How was this solved before:
Although validation is a background process which can take days, it's often the blocker for slow background checks. This means validation is a critical process and Checkr needs a scalable method of managing a huge number of parallel validations. Furthermore, the moment any validation finishes, appropriate action needs to be taken based on the result.
Until switching to Temporal, Checkr solved this problem using an in-house solution powered by standalone databases and Kafka queues. As this was not a general purpose workflow system, Checkr developers were also required to implement a complex state machine to ensure the consistency of the validation process. It didn't take long for the true cost of this in-house solution to become apparent:
- It's homegrown nature meant that there were no official mechanisms provided for updating the state machine running in the live system.
- New hires were immediately required to study and understand the Checkr specific state machine architecture, regardless of the team/area they were hired for.
- Even when things went as expected, the system was not as reliable as desired.
A Clear Need for Change:
Checkr was confronted with the challenge of finding a solution that would fit their arbitrary-length workflow needs and scale with their growth. A number of candidate workflow systems were considered:
- AWS Step Functions
- Netflix Conductor
- Apache Airflow
And judged against key requirements:
- vendor lock-in
Going into the process, there was a strong belief that a DSL (Domain Specific Language - such as SQL) based workflow solution was going to be the best bet. After Checkr engineers prototyped some workflows in code with Temporal, they started to reconsider the need for a DSL. The short experiment had convinced them that understanding and testing workflows written as code was fundamentally easier than with a DSL.
After prototyping workflows in code using Temporal, we refocused our efforts towards that because of the easier understanding and testability of those workflows
Migrating to Temporal:
While Checkr was fairly confident in their choice to use Temporal, it wasn't practical to migrate all of their workflows at once. Instead, specific components and flows within the system were migrated one by one. Each migration meant refactoring a single section of their data pipeline to use Temporal workflows instead of the existing Kafka based solution. This enabled the team to migrate at their own pace, without affecting the live system.

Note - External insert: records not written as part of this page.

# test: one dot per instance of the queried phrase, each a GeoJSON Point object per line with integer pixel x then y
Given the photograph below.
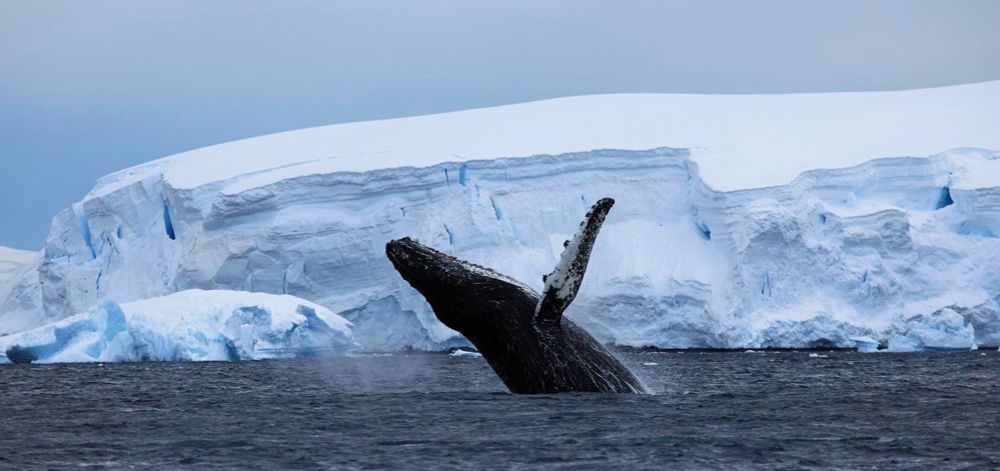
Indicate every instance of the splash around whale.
{"type": "Point", "coordinates": [524, 336]}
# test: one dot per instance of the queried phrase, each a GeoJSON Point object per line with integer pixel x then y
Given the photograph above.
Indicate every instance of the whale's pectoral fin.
{"type": "Point", "coordinates": [563, 283]}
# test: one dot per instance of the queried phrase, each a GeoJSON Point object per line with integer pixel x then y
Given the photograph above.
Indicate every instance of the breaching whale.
{"type": "Point", "coordinates": [524, 336]}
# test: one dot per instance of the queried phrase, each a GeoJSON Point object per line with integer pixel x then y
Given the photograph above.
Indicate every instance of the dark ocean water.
{"type": "Point", "coordinates": [711, 410]}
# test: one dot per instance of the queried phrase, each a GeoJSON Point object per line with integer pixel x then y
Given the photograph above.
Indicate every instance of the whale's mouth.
{"type": "Point", "coordinates": [449, 283]}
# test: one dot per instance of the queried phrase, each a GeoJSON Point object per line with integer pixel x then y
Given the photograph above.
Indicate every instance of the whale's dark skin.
{"type": "Point", "coordinates": [530, 345]}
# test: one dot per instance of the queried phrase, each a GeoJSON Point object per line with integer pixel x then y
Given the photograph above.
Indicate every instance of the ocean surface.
{"type": "Point", "coordinates": [788, 410]}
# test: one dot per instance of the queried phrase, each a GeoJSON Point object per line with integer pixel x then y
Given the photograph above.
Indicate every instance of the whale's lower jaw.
{"type": "Point", "coordinates": [564, 358]}
{"type": "Point", "coordinates": [525, 338]}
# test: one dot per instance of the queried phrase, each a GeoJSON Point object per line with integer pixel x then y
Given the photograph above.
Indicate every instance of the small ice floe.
{"type": "Point", "coordinates": [865, 344]}
{"type": "Point", "coordinates": [465, 353]}
{"type": "Point", "coordinates": [944, 330]}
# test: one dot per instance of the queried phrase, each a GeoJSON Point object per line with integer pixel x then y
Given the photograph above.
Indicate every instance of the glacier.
{"type": "Point", "coordinates": [190, 325]}
{"type": "Point", "coordinates": [741, 221]}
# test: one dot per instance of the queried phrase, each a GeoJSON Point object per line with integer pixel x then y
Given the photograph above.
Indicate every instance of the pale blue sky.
{"type": "Point", "coordinates": [90, 87]}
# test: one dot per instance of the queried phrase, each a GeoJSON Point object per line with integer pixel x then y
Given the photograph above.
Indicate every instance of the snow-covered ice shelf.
{"type": "Point", "coordinates": [190, 325]}
{"type": "Point", "coordinates": [741, 221]}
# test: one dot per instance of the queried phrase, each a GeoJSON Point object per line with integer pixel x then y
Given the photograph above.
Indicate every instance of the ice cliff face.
{"type": "Point", "coordinates": [833, 254]}
{"type": "Point", "coordinates": [190, 325]}
{"type": "Point", "coordinates": [683, 259]}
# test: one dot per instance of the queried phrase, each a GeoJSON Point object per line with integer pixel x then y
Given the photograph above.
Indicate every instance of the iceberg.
{"type": "Point", "coordinates": [191, 325]}
{"type": "Point", "coordinates": [745, 221]}
{"type": "Point", "coordinates": [944, 330]}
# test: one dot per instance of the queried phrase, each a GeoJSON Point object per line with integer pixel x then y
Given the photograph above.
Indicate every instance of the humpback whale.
{"type": "Point", "coordinates": [523, 336]}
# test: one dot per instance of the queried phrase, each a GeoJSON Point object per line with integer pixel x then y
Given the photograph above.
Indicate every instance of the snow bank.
{"type": "Point", "coordinates": [770, 221]}
{"type": "Point", "coordinates": [190, 325]}
{"type": "Point", "coordinates": [945, 330]}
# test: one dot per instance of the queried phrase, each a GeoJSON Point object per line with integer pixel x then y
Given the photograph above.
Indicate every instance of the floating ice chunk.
{"type": "Point", "coordinates": [466, 354]}
{"type": "Point", "coordinates": [865, 343]}
{"type": "Point", "coordinates": [190, 325]}
{"type": "Point", "coordinates": [944, 330]}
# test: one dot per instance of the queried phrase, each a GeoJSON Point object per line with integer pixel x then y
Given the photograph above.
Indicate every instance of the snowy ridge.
{"type": "Point", "coordinates": [781, 135]}
{"type": "Point", "coordinates": [191, 325]}
{"type": "Point", "coordinates": [706, 247]}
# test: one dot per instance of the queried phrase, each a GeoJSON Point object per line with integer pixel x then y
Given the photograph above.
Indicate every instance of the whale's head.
{"type": "Point", "coordinates": [466, 297]}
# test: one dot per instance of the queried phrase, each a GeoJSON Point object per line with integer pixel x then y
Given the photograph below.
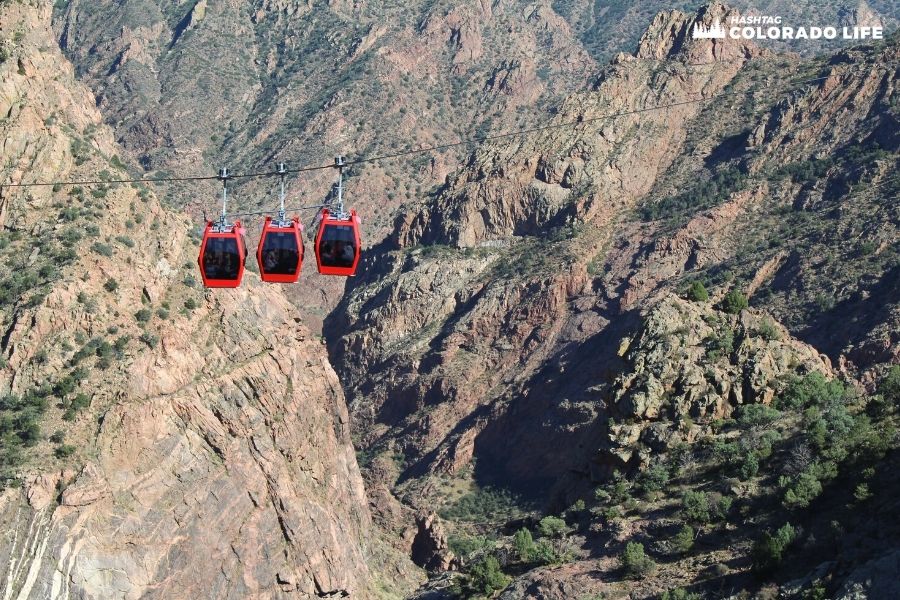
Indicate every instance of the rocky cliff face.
{"type": "Point", "coordinates": [485, 342]}
{"type": "Point", "coordinates": [206, 446]}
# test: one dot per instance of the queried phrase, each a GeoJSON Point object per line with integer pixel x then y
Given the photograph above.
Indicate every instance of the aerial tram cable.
{"type": "Point", "coordinates": [337, 240]}
{"type": "Point", "coordinates": [427, 149]}
{"type": "Point", "coordinates": [222, 249]}
{"type": "Point", "coordinates": [280, 251]}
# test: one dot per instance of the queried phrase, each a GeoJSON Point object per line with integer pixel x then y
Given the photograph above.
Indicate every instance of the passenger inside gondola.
{"type": "Point", "coordinates": [221, 259]}
{"type": "Point", "coordinates": [280, 253]}
{"type": "Point", "coordinates": [338, 246]}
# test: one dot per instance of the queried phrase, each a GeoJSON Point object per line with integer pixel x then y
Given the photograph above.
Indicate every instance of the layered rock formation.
{"type": "Point", "coordinates": [485, 345]}
{"type": "Point", "coordinates": [213, 458]}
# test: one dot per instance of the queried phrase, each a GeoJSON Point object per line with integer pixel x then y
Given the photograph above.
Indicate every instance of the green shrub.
{"type": "Point", "coordinates": [697, 292]}
{"type": "Point", "coordinates": [749, 466]}
{"type": "Point", "coordinates": [811, 390]}
{"type": "Point", "coordinates": [804, 489]}
{"type": "Point", "coordinates": [680, 594]}
{"type": "Point", "coordinates": [634, 562]}
{"type": "Point", "coordinates": [862, 493]}
{"type": "Point", "coordinates": [768, 330]}
{"type": "Point", "coordinates": [483, 505]}
{"type": "Point", "coordinates": [465, 547]}
{"type": "Point", "coordinates": [683, 541]}
{"type": "Point", "coordinates": [655, 478]}
{"type": "Point", "coordinates": [64, 451]}
{"type": "Point", "coordinates": [102, 249]}
{"type": "Point", "coordinates": [768, 552]}
{"type": "Point", "coordinates": [695, 507]}
{"type": "Point", "coordinates": [757, 415]}
{"type": "Point", "coordinates": [545, 554]}
{"type": "Point", "coordinates": [702, 508]}
{"type": "Point", "coordinates": [486, 577]}
{"type": "Point", "coordinates": [734, 302]}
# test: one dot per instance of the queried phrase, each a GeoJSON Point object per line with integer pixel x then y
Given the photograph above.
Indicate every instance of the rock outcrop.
{"type": "Point", "coordinates": [213, 458]}
{"type": "Point", "coordinates": [690, 365]}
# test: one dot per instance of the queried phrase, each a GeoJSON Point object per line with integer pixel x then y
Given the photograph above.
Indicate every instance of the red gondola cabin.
{"type": "Point", "coordinates": [337, 244]}
{"type": "Point", "coordinates": [280, 251]}
{"type": "Point", "coordinates": [222, 254]}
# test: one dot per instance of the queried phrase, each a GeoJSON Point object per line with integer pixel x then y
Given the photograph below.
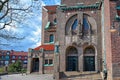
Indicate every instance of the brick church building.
{"type": "Point", "coordinates": [80, 41]}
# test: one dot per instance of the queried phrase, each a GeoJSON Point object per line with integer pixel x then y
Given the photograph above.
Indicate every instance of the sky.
{"type": "Point", "coordinates": [31, 29]}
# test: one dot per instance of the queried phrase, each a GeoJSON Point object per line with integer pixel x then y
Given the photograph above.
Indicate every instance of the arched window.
{"type": "Point", "coordinates": [51, 38]}
{"type": "Point", "coordinates": [86, 26]}
{"type": "Point", "coordinates": [74, 26]}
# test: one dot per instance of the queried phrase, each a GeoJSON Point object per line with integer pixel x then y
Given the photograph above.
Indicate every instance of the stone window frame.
{"type": "Point", "coordinates": [48, 63]}
{"type": "Point", "coordinates": [51, 38]}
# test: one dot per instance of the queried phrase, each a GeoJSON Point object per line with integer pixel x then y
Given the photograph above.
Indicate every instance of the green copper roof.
{"type": "Point", "coordinates": [47, 25]}
{"type": "Point", "coordinates": [79, 7]}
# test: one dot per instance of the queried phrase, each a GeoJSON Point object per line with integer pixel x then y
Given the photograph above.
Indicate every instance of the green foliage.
{"type": "Point", "coordinates": [15, 67]}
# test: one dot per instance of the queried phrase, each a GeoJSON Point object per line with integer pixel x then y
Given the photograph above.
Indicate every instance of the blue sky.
{"type": "Point", "coordinates": [31, 29]}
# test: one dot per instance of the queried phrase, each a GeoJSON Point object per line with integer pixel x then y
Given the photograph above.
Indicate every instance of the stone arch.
{"type": "Point", "coordinates": [71, 59]}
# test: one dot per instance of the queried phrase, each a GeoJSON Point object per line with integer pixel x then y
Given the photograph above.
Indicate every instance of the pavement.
{"type": "Point", "coordinates": [27, 77]}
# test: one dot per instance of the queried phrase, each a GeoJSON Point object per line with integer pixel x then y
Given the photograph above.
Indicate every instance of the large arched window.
{"type": "Point", "coordinates": [71, 25]}
{"type": "Point", "coordinates": [51, 38]}
{"type": "Point", "coordinates": [74, 26]}
{"type": "Point", "coordinates": [86, 26]}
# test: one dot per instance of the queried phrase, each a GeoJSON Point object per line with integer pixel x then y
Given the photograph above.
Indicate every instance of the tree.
{"type": "Point", "coordinates": [14, 13]}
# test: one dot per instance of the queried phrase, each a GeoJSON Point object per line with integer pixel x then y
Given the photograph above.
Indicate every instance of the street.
{"type": "Point", "coordinates": [27, 77]}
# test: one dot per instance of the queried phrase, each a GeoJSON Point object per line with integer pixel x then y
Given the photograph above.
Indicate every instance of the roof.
{"type": "Point", "coordinates": [45, 47]}
{"type": "Point", "coordinates": [51, 8]}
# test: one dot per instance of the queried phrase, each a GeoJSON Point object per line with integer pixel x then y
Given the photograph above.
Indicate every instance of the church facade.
{"type": "Point", "coordinates": [79, 37]}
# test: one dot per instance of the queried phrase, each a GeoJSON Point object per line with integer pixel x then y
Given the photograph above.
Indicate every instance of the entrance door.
{"type": "Point", "coordinates": [72, 63]}
{"type": "Point", "coordinates": [35, 64]}
{"type": "Point", "coordinates": [89, 63]}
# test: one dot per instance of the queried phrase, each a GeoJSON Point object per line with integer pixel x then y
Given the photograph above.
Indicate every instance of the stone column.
{"type": "Point", "coordinates": [56, 62]}
{"type": "Point", "coordinates": [29, 66]}
{"type": "Point", "coordinates": [41, 61]}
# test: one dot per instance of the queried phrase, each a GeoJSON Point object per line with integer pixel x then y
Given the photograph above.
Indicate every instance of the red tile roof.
{"type": "Point", "coordinates": [45, 47]}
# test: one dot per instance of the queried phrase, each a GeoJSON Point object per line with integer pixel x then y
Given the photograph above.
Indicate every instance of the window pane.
{"type": "Point", "coordinates": [85, 26]}
{"type": "Point", "coordinates": [74, 25]}
{"type": "Point", "coordinates": [46, 61]}
{"type": "Point", "coordinates": [51, 38]}
{"type": "Point", "coordinates": [50, 61]}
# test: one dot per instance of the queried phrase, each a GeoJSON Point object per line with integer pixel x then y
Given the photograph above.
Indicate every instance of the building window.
{"type": "Point", "coordinates": [51, 38]}
{"type": "Point", "coordinates": [7, 57]}
{"type": "Point", "coordinates": [50, 61]}
{"type": "Point", "coordinates": [13, 57]}
{"type": "Point", "coordinates": [86, 26]}
{"type": "Point", "coordinates": [25, 61]}
{"type": "Point", "coordinates": [13, 61]}
{"type": "Point", "coordinates": [8, 52]}
{"type": "Point", "coordinates": [6, 63]}
{"type": "Point", "coordinates": [19, 57]}
{"type": "Point", "coordinates": [74, 26]}
{"type": "Point", "coordinates": [25, 57]}
{"type": "Point", "coordinates": [55, 21]}
{"type": "Point", "coordinates": [46, 61]}
{"type": "Point", "coordinates": [2, 57]}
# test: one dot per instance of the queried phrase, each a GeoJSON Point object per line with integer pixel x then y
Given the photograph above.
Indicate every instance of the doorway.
{"type": "Point", "coordinates": [35, 65]}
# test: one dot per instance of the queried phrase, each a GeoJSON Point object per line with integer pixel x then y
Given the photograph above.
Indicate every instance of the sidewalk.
{"type": "Point", "coordinates": [27, 77]}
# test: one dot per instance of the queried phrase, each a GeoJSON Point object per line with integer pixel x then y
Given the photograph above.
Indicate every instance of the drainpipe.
{"type": "Point", "coordinates": [103, 43]}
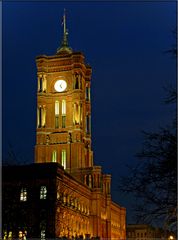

In addition to migrating existing aspects of the pipeline, Checkr began encouraging engineers to build new features and flows with Temporal. Teams started to notice the increase in productivity and reliability that Temporal offers, and internal adoption grew rapidly. Today all new data sources used during background checks are implemented with Temporal. This is not a requirement but a choice by the Checkr developers.
All new data sources incorporated into our background checks are now done via Temporal, and more specifically by choice of the engineering team working on it.
Since switching to Temporal, the way we think about the Checkr product has simplified and the happiness of developers has increased. Learning to model their problems as workflows and activities actually helped clarify the core product. Modeling things as workflows and activities makes inter-team sharing possible, meaning that code is continuously reused and not continuously reinvented.
Developer happiness has increased. Thinking about our problems in terms of workflows and activities has clarified our product and now allow us to share workflow components with different teams.
The team has also noticed benefits from the switch that they never initially expected. Observability in both development and production has dramatically improved. Testing distributed parts of the system together not only became possible but enjoyable.
Being able to see step by step what is happening, what path a workflow took, is very valuable.
Developers at Checkr who use Temporal love the technology. Usage has grown outside the core use case and new teams are evaluating it for future projects. It's possible that the entire background process might one day even be a Temporal workflow.
Working with Temporal:
Great, the team has been very helpful when we have questions, the slack community is very active and we've even been able to contribute to the project with thoughtful feedback.